Разумеется, все сказанное о протоколе допроса приложимо и к прочим деталям жития. Вся проблема сводится к тому, что у агиографа свои правила обращения с материалом, отличные не только от правил современного нам мемуариста, но и от правил современного агиографу летописателя, и задача критической агиографии состоит в том, чтобы эти правила понять.

Примечания

[1]См. ниже, раздел 7.3, более точное описание этой закономерности.
[2]В целом по этой проблематике см.: Е. М. Мелетинский, Поэтика мифа. 3-е изд., репринтное (М., 2000) (Исследования по фольклору и мифологии Востока) [1-е изд. — 1976]; он же, Происхождение героического эпоса. Ранние формы и архаические памятники. Изд. 2-е, испр. (М., 2004) (Исследования по фольклору и мифологии Востока) [1-е изд. — 1963].
[3]Delehaye, Les passions des martyrs et les genres littéraires, 260–261.
[4]См. о Веселовском: П. К. Симони, Библиографический список учено-литературных трудов А. Н. Веселовского с указанием их содержания и рецензий на них. 1859–1906 гг. (Пг., 1922) (Сборник Отделения русского языка и словесности Российской Академии Наук, т. 99, № 9). В качестве теоретического обобщения см.: А. Н. Веселовский, Поэтика сюжетов [незаконченная рукопись, впервые подготовленная к печати В. Ф. Шишмаревым в 1913 г.]; А. Н. Веселовский, Историческая поэтика / Ред., вступ. статья и прим. В. М. Жирмунского (Л., 1940) [репринт: М., 2004] 493–596. Ср.: Б. Н. Путилов, Веселовский и проблемы фольклорного мотива, Наследие Александра Веселовского. Исследования и материалы / Отв. ред. П. Р. Заборов (СПб., 1992) 74–86.
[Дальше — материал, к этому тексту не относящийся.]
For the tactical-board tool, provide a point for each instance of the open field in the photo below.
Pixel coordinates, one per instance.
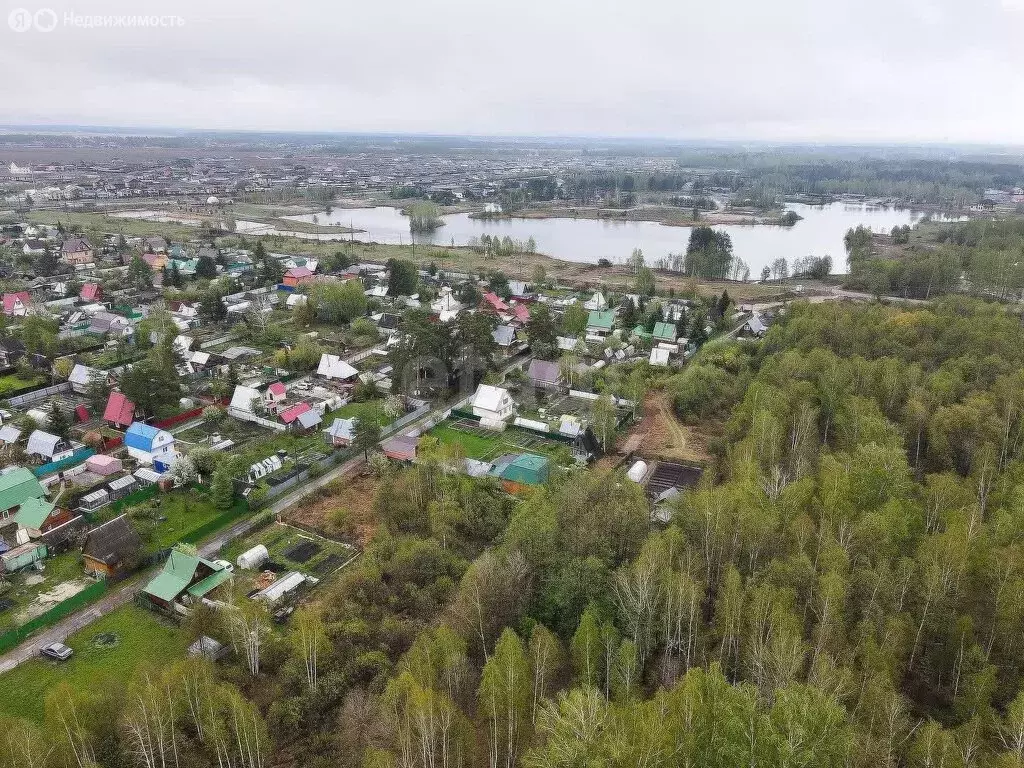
(169, 518)
(290, 549)
(107, 653)
(343, 506)
(103, 223)
(487, 445)
(30, 593)
(660, 435)
(13, 382)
[5]Значительная часть соответствующих работ Веселовского была недавно переиздана в философской серии — к сожалению, без библиографического аппарата (который следовало бы не просто переиздать, но и обновить): А. Н. Веселовский, Мерлин и Соломон (М., 2001) (Антология мысли). Для научной работы это издание не годится, но оно дает интуитивное представление об этой важной далеко не для одной филологии стороне исследований Веселовского.
[6]Delehaye, Les passions des martyrs et les genres littéraires, 189–192.